By Jim Gilles
Los Angeles, CA (The Hollywood Times) 8/15/21 – Screening at Outfest 2021 on Sunday, August 15, is a new film from Joseph Sackett, Homebody (2021), a genderqueer body-transfer absurdist comedy. Nothing is quite as special as a child’s relationship with their babysitter, and nine-year-old, gender-queer Johnny is obsessed with theirs – so much so that they’ve meditated their spirit right into her body! But when Mom comes home early, Johnny must navigate the outside world as an adult woman (clothes, make-up, horny would-be boyfriends, witnessing childbirth as a doula). In this utterly charming Freaky Friday meets Being John Malkovich fantasy, Joseph Sackett explores gender expression with pure wonder through a fresh and whimsical lens in his hilarious and touching feature debut.
Homebody started out a short film that Sackett made a few years before called I Was in Your Blood, a short about a little boy named Tre who falls in love with his babysitter Melanie (Colby Minifie). Although, of course, this is like a nine-year-old’s version of love, so it’s not “I want you, it’s more “I want to be you.” And at the end of that short, he has a dream about going into her body. Sackett explains: “I didn’t have any intention of expanding that short into anything bigger. But I really enjoyed writing and working in that world, remembering how much I loved my babysitters as a kid. At some point, I thought what if we did the Being John Malkovich version of the story where instead of just dreaming about going into his babysitter’s body this little boy actually gets to do that.” Sackett feels that as child he felt genderqueer, sometimes feeling like a boy and sometimes like a girl. Of course, a young child does not have the vocabulary to explain those feelings. “Homebody is me processing those complicated emotions from my childhood, and also having some fun in this playful, wish-fulfillment fantasy space.”

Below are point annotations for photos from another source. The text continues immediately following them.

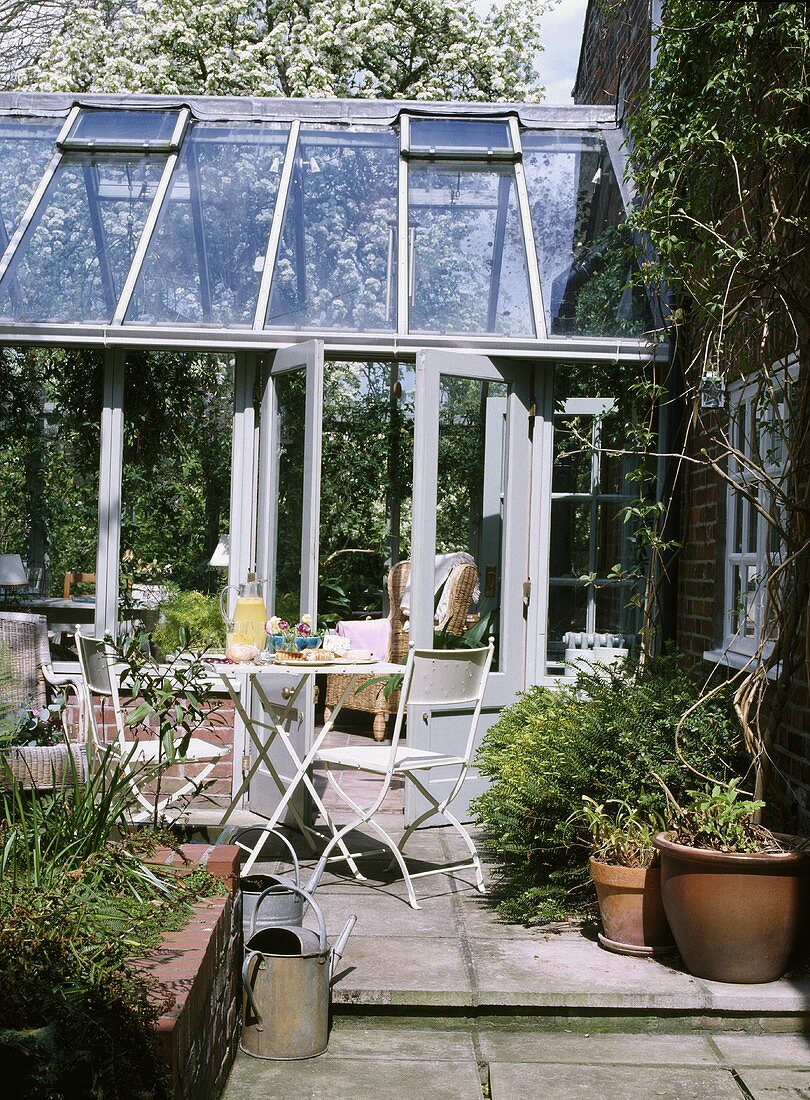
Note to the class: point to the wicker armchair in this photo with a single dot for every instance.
(25, 677)
(461, 583)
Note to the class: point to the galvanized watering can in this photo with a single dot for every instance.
(284, 902)
(286, 980)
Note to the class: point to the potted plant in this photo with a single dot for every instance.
(624, 869)
(736, 895)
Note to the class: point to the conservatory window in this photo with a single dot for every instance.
(589, 536)
(753, 547)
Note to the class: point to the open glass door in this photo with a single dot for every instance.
(287, 536)
(471, 494)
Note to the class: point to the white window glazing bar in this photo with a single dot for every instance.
(109, 494)
(404, 255)
(275, 229)
(528, 237)
(30, 218)
(149, 229)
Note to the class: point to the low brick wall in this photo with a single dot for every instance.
(199, 967)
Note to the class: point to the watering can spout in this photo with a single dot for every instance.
(340, 944)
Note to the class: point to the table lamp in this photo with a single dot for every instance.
(12, 573)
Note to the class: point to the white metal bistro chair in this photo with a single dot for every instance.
(435, 679)
(140, 759)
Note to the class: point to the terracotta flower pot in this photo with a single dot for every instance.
(735, 917)
(630, 901)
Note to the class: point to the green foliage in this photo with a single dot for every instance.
(718, 818)
(608, 736)
(189, 619)
(619, 832)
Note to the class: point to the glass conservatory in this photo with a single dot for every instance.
(313, 338)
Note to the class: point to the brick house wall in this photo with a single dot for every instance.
(614, 67)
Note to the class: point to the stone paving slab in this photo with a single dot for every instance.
(777, 1084)
(522, 1046)
(334, 1077)
(510, 1081)
(765, 1049)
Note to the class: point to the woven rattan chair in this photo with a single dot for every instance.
(26, 679)
(461, 583)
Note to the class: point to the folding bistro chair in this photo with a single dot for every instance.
(139, 758)
(434, 679)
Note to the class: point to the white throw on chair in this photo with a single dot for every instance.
(139, 758)
(434, 679)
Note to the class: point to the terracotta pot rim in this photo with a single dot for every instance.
(663, 842)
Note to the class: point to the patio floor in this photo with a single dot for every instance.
(449, 1002)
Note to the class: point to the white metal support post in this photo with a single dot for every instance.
(109, 494)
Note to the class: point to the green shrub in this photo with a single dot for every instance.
(604, 736)
(193, 614)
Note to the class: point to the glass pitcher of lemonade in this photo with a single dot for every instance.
(245, 626)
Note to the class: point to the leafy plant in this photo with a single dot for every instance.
(720, 820)
(621, 835)
(606, 736)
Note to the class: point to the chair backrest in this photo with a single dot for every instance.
(445, 678)
(72, 579)
(23, 652)
(398, 576)
(97, 662)
(457, 597)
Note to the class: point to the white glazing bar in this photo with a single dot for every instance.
(152, 218)
(403, 259)
(109, 494)
(539, 530)
(242, 552)
(31, 209)
(528, 237)
(275, 229)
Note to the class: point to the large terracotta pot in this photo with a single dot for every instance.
(735, 917)
(630, 901)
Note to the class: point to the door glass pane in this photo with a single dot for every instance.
(205, 262)
(471, 487)
(586, 255)
(176, 495)
(338, 248)
(73, 262)
(468, 261)
(25, 147)
(367, 483)
(48, 490)
(291, 410)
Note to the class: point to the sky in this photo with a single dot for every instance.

The script evolved in a collaborative way with much input from the actors, especially Colby Minifie, the main actress who plays the babysitter. Some of my favorite lines in the movie happen in voiceover when Johnny’s consciousness and Melanie’s consciousness are talking to each other inside of her head. In some scenes, the actors were allowed to improvise. Sackett wanted his feature film to lead to a happy ending, despite the turmoil about identity that many children experience. “I wanted to honor how difficult and confusing it is to be a young person, but I also wanted to celebrate the thrill of self-discovery and of transgressing gender boundaries.” There are so many movies about body swapping, because the fantasy of experiencing the world through someone else’s eyes is one of the deepest and most basic pleasures of cinema. Much of the pleasure of this film is entering into that experience of body-swapping through the eyes of young Tre (Tre Ryder).